For Spanish learners, the city of Asheville is plentiful with opportunities to improve their language skills.For a group of Buncombe County Schools Early College students, that means visiting McCormick Field, where players from Venezuela and the Dominican Republic are holding class.
About 30 students sat at long tables, under a tent near third base. The group is made up of two classes, Spanish II for non-native speakers and Heritage Spanish, a class for students who grew up speaking the language. The day began when their teacher divided them into groups.
Tourists pitchers Raymells Rosa and Alexander Martinez led students in group three. They’re both from San Pedro de Macoris, in the Dominican Republic.
The visiting students shyly shook hands with Rosa and Martinez. The group quietly shuffled behind the players and follows them on a tour of the stadium. Their first stop is the team locker room. In Spanish, Martinez pointed out the individual lockers and the refrigerator with pre-game snacks.
You could feel the shyness in the room. Then student Elsa Arana Funez broke the silence and translated for her classmates.
“This is where all the players have their stuff,” she said.
Arana Funez didn’t go on the field trip anticipating she’d be the de facto translator, but she says it’s a role she’s used to filling.
“Sometimes I help translate at church...sometimes I help my dad translate when he’s talking to a lawyer,” Arana Funez said.
Her family came to the US from El Salvador. That’s why she says she’s interested in hearing the players’ stories.
“Hearing about their life when they play here. How they got to the US to play here,” Arana Funez said.
Aside from the opportunity to practice Spanish with native speakers, the visit is also related to a book the class just read. The biography of Felipe Alou,the first Dominican to play regularly in the major leagues. AB Tech teacher Rachel Rodriguez says Alou’s story is fraught with struggle, like fleeing the violent Trujillo dictatorship in the 1950s.

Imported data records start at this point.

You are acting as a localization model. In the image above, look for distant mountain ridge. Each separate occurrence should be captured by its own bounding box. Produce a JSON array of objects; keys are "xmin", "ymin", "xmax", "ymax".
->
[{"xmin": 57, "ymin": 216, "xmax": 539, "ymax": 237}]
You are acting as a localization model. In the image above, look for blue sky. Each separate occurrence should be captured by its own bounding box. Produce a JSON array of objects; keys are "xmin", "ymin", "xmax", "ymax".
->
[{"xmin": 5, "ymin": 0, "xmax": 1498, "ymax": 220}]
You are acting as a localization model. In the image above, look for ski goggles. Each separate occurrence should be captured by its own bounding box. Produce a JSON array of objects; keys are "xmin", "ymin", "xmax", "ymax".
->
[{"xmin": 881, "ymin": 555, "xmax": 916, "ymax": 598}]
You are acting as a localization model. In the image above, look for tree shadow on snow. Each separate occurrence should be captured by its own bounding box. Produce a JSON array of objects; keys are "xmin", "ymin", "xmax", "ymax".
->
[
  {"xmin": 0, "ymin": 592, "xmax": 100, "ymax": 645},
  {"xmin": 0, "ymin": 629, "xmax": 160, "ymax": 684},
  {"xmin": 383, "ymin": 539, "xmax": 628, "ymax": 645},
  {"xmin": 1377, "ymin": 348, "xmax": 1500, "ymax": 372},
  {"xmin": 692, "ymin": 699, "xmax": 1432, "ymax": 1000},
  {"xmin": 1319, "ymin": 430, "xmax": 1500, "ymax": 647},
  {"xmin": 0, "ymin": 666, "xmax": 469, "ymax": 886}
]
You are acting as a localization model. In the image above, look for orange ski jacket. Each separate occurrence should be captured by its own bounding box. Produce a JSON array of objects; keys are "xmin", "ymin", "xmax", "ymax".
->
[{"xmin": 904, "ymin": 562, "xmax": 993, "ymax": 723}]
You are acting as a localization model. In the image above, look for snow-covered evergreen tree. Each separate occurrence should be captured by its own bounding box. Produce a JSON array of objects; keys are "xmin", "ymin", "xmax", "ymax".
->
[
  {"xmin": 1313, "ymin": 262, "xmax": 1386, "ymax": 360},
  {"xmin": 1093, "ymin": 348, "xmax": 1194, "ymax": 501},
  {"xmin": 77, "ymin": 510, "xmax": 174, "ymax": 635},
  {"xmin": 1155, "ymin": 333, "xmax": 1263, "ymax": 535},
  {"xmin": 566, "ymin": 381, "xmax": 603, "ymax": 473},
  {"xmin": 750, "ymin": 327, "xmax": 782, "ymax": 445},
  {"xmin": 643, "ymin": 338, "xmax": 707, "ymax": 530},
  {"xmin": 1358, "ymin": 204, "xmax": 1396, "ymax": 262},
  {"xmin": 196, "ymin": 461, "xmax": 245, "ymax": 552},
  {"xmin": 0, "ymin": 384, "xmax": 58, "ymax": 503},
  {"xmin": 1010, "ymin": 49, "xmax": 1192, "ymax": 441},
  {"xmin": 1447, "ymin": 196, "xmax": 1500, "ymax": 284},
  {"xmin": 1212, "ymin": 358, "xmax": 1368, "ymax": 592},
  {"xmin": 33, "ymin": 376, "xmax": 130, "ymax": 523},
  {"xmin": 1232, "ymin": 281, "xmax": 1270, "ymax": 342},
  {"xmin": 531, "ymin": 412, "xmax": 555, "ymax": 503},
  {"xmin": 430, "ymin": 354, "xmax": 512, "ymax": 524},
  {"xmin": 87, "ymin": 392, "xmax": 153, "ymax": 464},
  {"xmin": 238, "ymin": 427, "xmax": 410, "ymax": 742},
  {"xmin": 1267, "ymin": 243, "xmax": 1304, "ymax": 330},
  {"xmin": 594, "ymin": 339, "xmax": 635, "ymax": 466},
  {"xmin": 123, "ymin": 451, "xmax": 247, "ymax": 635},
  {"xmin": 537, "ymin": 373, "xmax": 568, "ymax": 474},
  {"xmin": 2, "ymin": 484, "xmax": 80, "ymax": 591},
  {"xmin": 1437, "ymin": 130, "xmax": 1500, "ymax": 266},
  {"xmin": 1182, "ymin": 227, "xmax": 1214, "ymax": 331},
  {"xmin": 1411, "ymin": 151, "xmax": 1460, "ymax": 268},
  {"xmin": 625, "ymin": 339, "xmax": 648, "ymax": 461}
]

“But then also about Felipe Alou coming to the United States during segregation and experiencing being a foreigner, but also in a racist society,” Rodriguez said.
Raymells Rosa, who’s 20, says Alou was an inspiration for his own career.
“Whenever I saw him, I wanted to be like him,” Rosa said.
And he’s also hoping to work his way up the baseball ranks. Rosa and his teammates spend most of their days practicing and playing, sometimes six hours a day. Behind the scenes, he’s also trying to learn English.“The only thing we have for time for in our free time is sleep and rest,” Rosa said.
That’s why today is particularly special -- it’s a chance for the players to take a break from their routines and connect with other young people around the same age.
“In the classroom, I see my students in a certain context..but seeing them out here interact in their most con...it’s a fun opportunity for me too,” Sherrie Mahowald, who teaches English as a Second Language for the Tourists, said.
This is the second year the team has held a language-cultural exchange with the Spanish classes. Mahowald says she’s noticed a sort of transformation play out.
“It starts out where people are a little bit shy and afraid to speak, then barriers start to break down, and I’m starting to see those barriers break down as they interact with one another,” Mahowald said.
After the tour, the students returned to the tent and sat alongside the players for lunch -- and conversation.
**Editor's Note: The broadcast version of this story identifies the students from AB Tech. They are high school students enrolled in Buncombe County Early College where they are able to take classes on AB Tech's campus for college credit. The web version of this story has been updated accordingly.